巨岩トンネルと渓谷の激流が間近な宮川散策道に入ります。
上流に向かうと増水で足場は濡れ、ルートも水の中です。『撤退撤退!』




 再び右岸に戻り、安全な遊歩道を歩きます。渓谷の最終点に旅館山荘王滝。車道を登ると駐車場の上にやっと登山道です。
(13:20)





 なだらかな落ち葉の道を歩きます。送電線鉄塔を過ぎ、降っていくと‥

 林道を横切ります。上に出ると‥
(13:30)

 ブドウ畑が広がり、その先から山道です。卯の道(卯は東の意味)と呼ばれています。

 途中、林道に出ますが、道標に従えば少し勾配が増した道。やがて登山道の前に巨岩、前にベンチがあります。

 クライマーを見ました。ここは間違えやすい個所で左にクリアな登り道があります。

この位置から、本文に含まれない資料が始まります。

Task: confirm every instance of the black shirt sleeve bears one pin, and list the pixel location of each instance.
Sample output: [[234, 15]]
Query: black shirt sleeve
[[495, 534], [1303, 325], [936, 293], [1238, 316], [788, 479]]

岩を右へ巻き後ろに回り込む感じです。
(13:50)

 石仏が巨岩の隙間、隙間に祀られこの山は別名弘法山と称されているそうです。疑似木階段を登れば‥

天下峯360m。のどかな里山の展望が楽しい。六所山・炮烙山が正面にあります。
山頂は巨岩が累積し、そこから見る名古屋の高層ビルは遠く霞んでいました。
ここからもうすこし奥まで登ってみましたが、展望はありません。
(14:10)





 下山は階段を降りてから登りと違う道を進みます。道標はありませんが、石仏を辿れば大丈夫です。ジグザグ行くと‥


 石仏は全く途切れず、不思議な岩壁に挟まれます。全部で八十八体も安置されているとのことです。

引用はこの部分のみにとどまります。